¿Cuándo vamos a entender que la única manera de reducir la pobreza y la desigualdad es creciendo a tasas altas? Si no crecemos aceleradamente, no solo no generamos empleo, sino tampoco ingresos fiscales para destinarlos precisamente a nivelar la cancha e igualar las oportunidades por medio de buenos servicios públicos de educación, salud y seguridad, y mejor infraestructura para los menos favorecidos.
Es algo tan sencillo de entender que es incomprensible que la OEA y el Perú destinen ingentes recursos para una asamblea orientada a relativizar la importancia del crecimiento e incluso de la reducción de la pobreza, ante la evidencia de la desigualdad. El argumento de la desigualdad se convierte en el arma conceptual perfecta para atacar el modelo económico que permite precisamente disminuir la pobreza y la desigualdad. Allí tenemos las palabras del canciller Landa enunciando que “durante décadas prevaleció una idea que hoy ya se sabe equivocada: que el crecimiento económico llegaría a todos y reduciría automáticamente la desigualdad”, o al propio presidente Castillo advirtiendo que no basta con reducir los niveles de pobreza, sino que es “imprescindible desarrollar políticas de redistribución”.
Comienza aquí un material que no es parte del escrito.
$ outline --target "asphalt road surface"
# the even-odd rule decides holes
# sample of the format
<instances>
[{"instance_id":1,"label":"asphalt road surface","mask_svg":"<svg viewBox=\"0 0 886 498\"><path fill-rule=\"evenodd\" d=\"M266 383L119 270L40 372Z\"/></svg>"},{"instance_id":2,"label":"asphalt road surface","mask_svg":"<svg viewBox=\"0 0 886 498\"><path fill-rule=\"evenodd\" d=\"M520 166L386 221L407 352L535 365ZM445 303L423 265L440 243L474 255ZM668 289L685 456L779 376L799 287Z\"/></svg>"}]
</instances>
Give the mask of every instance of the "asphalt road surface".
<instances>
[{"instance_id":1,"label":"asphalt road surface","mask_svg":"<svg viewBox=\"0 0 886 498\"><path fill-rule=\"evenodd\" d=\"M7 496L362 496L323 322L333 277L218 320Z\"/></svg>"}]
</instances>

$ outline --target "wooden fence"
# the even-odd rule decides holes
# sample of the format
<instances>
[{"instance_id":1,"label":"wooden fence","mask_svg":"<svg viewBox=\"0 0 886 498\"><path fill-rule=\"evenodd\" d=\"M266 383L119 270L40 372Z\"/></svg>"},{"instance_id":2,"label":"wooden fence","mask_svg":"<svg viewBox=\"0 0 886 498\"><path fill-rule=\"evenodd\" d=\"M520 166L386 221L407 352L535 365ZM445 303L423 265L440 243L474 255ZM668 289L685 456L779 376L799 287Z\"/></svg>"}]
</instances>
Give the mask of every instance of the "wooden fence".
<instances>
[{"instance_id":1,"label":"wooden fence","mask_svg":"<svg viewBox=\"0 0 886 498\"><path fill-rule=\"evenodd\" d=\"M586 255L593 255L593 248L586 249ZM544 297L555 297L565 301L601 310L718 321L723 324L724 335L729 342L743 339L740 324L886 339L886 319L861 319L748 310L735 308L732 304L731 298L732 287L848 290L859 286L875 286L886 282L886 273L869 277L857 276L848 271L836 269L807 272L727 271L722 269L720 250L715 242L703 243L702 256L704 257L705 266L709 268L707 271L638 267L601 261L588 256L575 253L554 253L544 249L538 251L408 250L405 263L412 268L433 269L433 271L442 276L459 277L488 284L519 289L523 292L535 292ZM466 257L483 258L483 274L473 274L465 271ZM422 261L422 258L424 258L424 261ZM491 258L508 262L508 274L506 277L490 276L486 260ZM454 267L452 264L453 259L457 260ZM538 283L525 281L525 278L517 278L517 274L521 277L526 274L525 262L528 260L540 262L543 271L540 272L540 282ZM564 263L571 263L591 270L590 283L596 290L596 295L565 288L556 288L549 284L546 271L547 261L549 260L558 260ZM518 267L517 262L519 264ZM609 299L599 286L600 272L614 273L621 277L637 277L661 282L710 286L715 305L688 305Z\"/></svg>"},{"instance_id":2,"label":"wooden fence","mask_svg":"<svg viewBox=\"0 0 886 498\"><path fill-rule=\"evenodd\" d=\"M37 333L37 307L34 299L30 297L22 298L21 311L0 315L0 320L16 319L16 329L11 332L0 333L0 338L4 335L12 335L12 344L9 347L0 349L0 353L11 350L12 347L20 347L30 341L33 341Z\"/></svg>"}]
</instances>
Es obvio que se requiere políticas de redistribución. Pero para eso hay que crecer y generar riqueza, para tener qué redistribuir. Y, por supuesto, en su gobierno ni hay crecimiento, ni se reduce la pobreza, ni hay redistribución. Por el contrario, se agranda la desigualdad.
En efecto, en nuestro país la desigualdad es generada y agravada por el costo de la formalidad, que este Gobierno no ha hecho sino incrementar. La mayor injusticia estructural, la mayor discriminación existente, es aquella que impide a los peruanos acceder a la formalidad. El Estado legal es para unos pocos, para una minoría. Y esa minoría se las arregla para conseguir cada vez más privilegios, protecciones, beneficios y regulaciones que no hacen sino agrandar la valla que impide el acceso de las mayorías a los derechos y palancas de la formalidad.
Eso y no otra cosa es la Agenda 19 del Ministerio de Trabajo. El Gobierno se sostiene en parte en una alianza con los sectores laborales organizados y protegidos, expulsando a las mayorías a la orfandad de derechos, al páramo legal. Por supuesto, esa discriminación legal se superpone a la discriminación racial, agravando el peso de la injusticia y la marginación.
Es perverso, porque Castillo también encarna a intereses informales e ilegales que, debido a su costo, no pueden prosperar en la formalidad –que es solo para las grandes empresas, las únicas que la pueden solventar– y entonces encuentran como vía para escalar, asaltar el Estado para medrar con las obras, licencias y puestos de trabajo. Para eso hay que destruir la meritocracia, anulando así la eficacia del instrumento de redistribución social precisamente. El gobierno de Castillo refuerza así ese círculo vicioso que ahonda la división estructural del país.
No solo el Gobierno. Los políticos en el Congreso son reactivos solo a los sectores organizados, a los que conceden beneficios. La ley CAS, por ejemplo, aprobada por el ultra populista Congreso anterior, terminó con el proyecto de un Estado meritocrático. Ya no hay partido político que represente a los sectores informales emergentes que quisieran prosperar aprovechando los instrumentos de la formalidad; ni Fuerza Popular, ni APP, por ejemplo. Los gamarrinos se han podido movilizar porque tienen identidad espacial, pero sus demandas no apuntan al corazón del problema, sino a obtener también beneficios como compras del Estado –que este Gobierno no es capaz de organizar–, para poder soportar los costos de la formalidad o sencillamente soslayarla.
Si López Aliaga quisiera encarnar una derecha popular, debería enrostrarle a Castillo no solo la corrupción, sino la marginación de los informales y el deterioro de los servicios públicos, y encabezar una cruzada política por una formalidad inclusiva.